Installing Python

for machine learning and data science

Posted by on March 23, 2016 · 2 mins read

It’s been over a decade since I last worked with the Python programming language on day-to-day basis, but it’s pretty clear from the libraries, tutorials, and projects that Python is the defacto standard for data science and machine learning.
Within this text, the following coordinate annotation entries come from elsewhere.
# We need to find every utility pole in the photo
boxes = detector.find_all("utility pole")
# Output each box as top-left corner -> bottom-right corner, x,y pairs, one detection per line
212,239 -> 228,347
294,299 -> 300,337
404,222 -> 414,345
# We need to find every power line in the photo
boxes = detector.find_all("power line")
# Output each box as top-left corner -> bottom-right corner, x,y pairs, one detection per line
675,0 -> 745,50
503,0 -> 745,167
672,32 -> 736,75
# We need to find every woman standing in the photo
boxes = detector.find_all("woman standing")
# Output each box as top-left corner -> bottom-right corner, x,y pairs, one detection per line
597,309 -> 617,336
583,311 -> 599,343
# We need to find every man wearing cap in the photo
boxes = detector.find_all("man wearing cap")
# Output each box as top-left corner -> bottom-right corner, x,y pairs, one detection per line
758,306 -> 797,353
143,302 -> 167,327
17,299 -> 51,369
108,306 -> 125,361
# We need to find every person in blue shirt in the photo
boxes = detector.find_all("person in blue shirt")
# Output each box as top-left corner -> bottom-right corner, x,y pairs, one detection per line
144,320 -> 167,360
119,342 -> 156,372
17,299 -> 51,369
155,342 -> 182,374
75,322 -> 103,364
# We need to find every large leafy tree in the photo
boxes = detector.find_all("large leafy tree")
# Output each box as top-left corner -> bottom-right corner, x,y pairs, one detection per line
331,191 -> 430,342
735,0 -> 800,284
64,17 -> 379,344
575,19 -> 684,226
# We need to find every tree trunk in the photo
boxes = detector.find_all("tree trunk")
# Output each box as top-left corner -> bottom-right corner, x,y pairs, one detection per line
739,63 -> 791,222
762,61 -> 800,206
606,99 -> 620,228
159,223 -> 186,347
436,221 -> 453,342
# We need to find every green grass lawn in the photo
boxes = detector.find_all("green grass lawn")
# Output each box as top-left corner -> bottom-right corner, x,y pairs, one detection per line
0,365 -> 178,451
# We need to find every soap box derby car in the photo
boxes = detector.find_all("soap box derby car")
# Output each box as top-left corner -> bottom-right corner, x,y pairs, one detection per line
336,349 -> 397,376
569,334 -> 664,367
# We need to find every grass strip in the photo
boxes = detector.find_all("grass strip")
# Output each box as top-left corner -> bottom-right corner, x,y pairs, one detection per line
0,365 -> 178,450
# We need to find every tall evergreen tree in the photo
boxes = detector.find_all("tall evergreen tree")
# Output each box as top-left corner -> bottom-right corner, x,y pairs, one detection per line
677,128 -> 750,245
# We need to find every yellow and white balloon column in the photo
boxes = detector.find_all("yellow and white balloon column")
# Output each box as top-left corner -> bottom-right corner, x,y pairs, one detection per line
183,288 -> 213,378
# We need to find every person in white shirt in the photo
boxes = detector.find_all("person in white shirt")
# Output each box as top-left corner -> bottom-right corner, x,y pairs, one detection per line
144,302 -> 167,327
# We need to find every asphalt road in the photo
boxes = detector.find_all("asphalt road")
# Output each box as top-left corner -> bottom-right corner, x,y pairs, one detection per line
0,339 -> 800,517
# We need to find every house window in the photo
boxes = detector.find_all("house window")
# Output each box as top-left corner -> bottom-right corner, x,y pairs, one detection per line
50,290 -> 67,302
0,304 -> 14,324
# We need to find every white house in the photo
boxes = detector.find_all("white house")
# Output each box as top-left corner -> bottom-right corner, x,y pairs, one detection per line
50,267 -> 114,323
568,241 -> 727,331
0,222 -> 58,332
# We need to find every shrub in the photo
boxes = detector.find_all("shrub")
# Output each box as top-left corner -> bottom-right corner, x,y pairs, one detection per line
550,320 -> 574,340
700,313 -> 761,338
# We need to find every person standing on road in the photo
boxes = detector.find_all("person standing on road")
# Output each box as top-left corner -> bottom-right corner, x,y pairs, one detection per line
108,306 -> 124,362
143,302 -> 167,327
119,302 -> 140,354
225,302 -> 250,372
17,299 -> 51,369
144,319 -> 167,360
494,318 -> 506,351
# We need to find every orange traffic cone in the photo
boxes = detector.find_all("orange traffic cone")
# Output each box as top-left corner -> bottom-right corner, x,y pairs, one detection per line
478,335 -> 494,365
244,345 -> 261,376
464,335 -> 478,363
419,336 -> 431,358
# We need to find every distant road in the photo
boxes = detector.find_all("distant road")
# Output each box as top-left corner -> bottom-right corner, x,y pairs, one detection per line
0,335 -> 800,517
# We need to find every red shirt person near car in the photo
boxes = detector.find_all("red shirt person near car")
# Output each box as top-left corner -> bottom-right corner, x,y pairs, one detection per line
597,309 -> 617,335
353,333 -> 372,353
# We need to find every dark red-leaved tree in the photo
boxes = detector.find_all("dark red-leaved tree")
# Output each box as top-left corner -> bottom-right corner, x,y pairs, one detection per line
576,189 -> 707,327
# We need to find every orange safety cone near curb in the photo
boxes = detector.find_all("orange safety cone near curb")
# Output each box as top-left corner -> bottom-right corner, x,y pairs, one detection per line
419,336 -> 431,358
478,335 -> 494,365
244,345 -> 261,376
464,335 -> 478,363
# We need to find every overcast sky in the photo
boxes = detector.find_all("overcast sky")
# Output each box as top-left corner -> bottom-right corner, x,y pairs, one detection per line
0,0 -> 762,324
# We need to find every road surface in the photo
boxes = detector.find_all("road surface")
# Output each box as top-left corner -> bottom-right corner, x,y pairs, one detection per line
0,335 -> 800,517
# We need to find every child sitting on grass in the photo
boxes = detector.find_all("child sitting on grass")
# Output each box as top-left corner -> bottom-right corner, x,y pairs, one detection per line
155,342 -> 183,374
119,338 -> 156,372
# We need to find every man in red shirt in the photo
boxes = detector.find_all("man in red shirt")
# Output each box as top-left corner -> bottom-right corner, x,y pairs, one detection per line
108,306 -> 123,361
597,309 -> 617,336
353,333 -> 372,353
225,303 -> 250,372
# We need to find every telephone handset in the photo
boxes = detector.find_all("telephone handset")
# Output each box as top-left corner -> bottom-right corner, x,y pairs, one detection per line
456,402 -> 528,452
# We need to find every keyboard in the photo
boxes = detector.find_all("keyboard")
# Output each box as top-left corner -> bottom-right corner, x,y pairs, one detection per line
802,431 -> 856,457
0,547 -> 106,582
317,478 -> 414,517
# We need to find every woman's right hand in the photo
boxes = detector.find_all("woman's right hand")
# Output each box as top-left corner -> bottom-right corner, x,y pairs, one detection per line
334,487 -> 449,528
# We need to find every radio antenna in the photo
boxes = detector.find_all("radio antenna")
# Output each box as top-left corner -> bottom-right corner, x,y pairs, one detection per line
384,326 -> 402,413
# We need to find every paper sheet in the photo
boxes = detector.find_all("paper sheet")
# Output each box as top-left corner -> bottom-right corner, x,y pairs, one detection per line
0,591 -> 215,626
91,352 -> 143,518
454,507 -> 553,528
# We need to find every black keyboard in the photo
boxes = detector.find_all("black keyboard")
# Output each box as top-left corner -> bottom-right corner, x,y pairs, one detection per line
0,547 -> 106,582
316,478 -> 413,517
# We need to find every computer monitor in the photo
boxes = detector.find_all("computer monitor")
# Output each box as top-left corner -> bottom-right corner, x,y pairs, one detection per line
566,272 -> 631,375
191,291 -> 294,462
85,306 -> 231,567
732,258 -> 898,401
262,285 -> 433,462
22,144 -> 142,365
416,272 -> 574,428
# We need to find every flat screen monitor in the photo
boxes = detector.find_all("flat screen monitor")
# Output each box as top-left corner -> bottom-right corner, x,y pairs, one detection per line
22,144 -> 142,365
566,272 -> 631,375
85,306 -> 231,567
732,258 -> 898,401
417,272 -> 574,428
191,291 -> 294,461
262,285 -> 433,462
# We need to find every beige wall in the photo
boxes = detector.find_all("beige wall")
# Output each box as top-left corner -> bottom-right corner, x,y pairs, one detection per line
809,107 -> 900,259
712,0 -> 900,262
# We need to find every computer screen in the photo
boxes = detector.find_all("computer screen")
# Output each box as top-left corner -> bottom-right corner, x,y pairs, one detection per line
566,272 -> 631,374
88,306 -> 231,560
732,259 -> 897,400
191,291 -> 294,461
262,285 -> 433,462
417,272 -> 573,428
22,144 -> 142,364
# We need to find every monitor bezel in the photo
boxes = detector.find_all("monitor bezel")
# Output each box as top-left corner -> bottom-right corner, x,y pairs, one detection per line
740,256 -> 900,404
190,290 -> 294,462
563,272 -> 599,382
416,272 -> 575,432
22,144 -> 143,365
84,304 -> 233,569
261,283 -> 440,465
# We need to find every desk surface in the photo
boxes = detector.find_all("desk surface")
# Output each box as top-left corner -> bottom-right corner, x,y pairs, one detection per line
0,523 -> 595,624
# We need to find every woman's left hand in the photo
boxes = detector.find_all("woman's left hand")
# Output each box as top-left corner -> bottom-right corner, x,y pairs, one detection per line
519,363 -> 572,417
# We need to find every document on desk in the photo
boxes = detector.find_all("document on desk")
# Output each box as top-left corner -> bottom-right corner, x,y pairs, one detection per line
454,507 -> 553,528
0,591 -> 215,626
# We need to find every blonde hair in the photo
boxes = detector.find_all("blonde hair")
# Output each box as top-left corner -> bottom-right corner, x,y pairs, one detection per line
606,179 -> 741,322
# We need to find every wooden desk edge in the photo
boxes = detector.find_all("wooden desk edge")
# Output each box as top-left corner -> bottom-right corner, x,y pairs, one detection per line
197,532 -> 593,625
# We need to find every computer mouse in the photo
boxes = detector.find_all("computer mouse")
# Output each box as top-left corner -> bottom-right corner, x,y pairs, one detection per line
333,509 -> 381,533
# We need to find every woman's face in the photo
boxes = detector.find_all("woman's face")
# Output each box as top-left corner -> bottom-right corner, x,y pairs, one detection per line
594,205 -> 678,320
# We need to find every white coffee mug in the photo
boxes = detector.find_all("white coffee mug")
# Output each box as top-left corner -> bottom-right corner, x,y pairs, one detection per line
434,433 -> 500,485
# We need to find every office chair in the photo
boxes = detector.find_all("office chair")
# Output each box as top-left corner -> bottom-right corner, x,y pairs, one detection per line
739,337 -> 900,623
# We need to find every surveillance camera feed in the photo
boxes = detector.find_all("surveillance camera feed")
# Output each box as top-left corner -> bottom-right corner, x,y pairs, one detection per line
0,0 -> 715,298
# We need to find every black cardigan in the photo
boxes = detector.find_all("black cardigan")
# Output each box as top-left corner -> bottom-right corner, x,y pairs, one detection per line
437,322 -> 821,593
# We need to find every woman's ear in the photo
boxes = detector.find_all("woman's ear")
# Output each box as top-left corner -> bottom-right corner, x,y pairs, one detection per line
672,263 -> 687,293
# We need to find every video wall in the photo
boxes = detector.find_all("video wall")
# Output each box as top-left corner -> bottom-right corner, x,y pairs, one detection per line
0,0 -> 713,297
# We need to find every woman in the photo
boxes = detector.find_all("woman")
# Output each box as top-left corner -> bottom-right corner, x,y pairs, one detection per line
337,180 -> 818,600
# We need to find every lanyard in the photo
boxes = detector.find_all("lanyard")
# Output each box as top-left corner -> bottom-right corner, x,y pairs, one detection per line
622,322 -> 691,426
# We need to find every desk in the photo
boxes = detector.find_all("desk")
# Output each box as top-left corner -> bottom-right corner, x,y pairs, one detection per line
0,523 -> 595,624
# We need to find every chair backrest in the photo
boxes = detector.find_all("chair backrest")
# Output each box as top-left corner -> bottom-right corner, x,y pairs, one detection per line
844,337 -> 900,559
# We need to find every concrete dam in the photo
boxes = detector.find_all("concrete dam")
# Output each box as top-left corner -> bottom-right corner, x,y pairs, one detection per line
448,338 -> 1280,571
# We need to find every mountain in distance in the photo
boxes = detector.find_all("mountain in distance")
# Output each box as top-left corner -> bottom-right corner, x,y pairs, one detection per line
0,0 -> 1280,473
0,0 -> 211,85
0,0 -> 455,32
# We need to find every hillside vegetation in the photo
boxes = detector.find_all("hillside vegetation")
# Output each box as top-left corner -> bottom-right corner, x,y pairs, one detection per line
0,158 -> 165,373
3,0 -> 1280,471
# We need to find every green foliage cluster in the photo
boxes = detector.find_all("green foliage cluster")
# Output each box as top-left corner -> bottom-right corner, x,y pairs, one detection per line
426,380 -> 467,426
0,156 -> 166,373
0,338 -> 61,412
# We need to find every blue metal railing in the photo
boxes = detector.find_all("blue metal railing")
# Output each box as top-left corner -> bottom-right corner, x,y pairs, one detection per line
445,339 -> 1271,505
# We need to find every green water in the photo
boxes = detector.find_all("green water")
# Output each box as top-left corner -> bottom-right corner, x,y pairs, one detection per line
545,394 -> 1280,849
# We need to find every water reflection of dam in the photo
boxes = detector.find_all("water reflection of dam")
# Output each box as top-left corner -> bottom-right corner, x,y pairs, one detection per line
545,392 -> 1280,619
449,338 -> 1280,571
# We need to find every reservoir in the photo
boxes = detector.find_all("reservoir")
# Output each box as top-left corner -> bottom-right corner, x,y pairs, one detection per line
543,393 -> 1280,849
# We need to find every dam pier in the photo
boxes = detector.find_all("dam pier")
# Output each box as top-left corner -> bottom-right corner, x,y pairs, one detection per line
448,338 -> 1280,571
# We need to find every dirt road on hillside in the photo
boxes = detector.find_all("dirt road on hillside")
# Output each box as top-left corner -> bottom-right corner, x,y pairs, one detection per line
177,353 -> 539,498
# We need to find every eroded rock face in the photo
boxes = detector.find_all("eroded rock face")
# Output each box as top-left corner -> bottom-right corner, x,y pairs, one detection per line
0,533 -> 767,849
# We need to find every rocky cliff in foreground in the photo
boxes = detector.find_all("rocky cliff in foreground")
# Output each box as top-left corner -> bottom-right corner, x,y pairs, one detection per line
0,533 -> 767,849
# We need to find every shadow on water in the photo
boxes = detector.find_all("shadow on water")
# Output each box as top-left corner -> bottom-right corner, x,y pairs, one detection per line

Here’s how to get up and running, on both Windows and Linux, with the latest toolkits.

Windows (10 Desktop)

  1. Download and install Anaconda with Python 3.5.
  2. pip install theano algopy from the Anaconda shell.

NOTE: Windows is not supported for TensorFlow currently.

Linux (Ubuntu 14.04 LTS)

  1. sudo apt-get install python3-setuptools
  2. sudo easy_install3 pip
  3. sudo apt-get install python 3.5-dev
  4. sudo apt-get install python3.4-dev
  5. sudo pip3 install theano scikit-learn algopy pandas https://storage.googleapis.com/tensorflow/linux/cpu/tensorflow-0.9.0-cp34-cp34m-linux_x86_64.whl

NOTE: These directions worked in June 2016, expect the versions to be different later on.

What’s Installed?

Following these instructions will give you an isolated install of Python 3 with lots of great libraries, ready to go:

  • numpy: Numerical Python library offering linear algebra and useful matrix functions.
  • scipy: Scientific Python library with many useful numerical routines.
  • algopy: Algorithmic Differentiation library for evaluation of higher-order derivatives.
  • pandas: Pandas is great for data analysis and manipulation.
  • sklearn: Scikit Learn offers machine learning algorithms.
  • theano: Theano offers deep learning algorithms, building on numpy.
  • tensorflow: TensorFlow, from Google, offers numerical computation using data flow graphs.

To test out a successful install, try import theano, numpy, scipy, algopy, sklearn, pandas, tensorflow in the python shell. No errors, means a successful install. I’ll be delving into the use of these tools in future posts.